Evaluation¶
spine-eval runs an agent against a dataset of cases, scores with pluggable
scorers, and reports along Cost / Latency / Efficacy / Reliability — the
lab-to-prod gap, measured.
A dataset¶
evals/smoke.yaml:
cases:
- id: math
input: "what is 2 + 2?"
expected: "4"
- id: capital
input: "capital of France?"
expected: "Paris"
Run it¶
from spine_eval import evaluate, load_dataset, Contains
dataset = load_dataset("evals/smoke.yaml")
report = await evaluate(agent, dataset, [Contains()], concurrency=4)
print(f"pass {report.pass_rate:.0%} cost ${report.cost_total_usd:.4f} "
f"p95 {report.latency_p95_s:.2f}s errors {report.error_rate:.0%}")
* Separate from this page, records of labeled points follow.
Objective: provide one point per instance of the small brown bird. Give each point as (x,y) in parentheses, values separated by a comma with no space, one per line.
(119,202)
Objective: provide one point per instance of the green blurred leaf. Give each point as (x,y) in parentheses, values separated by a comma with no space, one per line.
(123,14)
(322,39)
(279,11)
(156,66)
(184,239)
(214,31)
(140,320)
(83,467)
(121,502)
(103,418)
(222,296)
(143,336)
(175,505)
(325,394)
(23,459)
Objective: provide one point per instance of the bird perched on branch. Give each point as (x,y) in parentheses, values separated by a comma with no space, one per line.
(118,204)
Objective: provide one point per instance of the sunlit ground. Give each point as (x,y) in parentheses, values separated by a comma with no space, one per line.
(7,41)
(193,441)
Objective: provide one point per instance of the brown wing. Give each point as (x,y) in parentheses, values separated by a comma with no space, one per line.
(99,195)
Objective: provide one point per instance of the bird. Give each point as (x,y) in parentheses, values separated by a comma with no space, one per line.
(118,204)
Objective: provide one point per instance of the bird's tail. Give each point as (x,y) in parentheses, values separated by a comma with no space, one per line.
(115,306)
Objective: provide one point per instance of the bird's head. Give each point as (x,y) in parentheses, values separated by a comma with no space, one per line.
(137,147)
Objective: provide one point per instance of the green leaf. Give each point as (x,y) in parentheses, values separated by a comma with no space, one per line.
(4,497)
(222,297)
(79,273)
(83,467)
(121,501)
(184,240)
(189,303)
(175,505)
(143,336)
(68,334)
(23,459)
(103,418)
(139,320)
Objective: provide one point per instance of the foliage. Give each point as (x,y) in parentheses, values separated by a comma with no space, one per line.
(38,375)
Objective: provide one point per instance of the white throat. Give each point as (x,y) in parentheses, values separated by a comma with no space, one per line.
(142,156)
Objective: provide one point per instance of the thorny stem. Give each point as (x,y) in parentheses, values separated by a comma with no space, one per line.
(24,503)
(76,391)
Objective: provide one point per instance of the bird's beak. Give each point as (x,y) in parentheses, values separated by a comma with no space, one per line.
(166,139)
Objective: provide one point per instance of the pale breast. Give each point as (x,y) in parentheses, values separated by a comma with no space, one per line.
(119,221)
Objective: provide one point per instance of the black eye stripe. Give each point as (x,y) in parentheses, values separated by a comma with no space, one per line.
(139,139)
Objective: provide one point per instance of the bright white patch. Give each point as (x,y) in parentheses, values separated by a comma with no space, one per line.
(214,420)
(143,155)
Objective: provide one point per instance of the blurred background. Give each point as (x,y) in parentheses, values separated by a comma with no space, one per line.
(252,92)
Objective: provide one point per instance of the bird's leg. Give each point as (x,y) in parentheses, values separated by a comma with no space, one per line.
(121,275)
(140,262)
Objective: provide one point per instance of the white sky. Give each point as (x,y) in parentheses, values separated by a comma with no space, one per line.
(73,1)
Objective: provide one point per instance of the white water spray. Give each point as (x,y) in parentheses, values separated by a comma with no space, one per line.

Each case runs in a fresh session; concurrency bounds parallel cases. A crash is
a failed case, not a failed eval.
Scorers¶
| Scorer | Checks |
|---|---|
ExactMatch |
normalized equality with expected |
Contains |
expected is a substring of the answer |
Regex |
answer matches a pattern |
FunctionScorer |
any (case, result) -> bool \| float |
LLMJudge |
grade with another model (JSON verdict) |
from spine_eval import LLMJudge, FunctionScorer
scorers = [
LLMJudge(judge_provider),
FunctionScorer(lambda c, r: len(r.answer or "") < 200, name="concise"),
]
From the CLI¶
Exits non-zero on any failure — drop it straight into CI.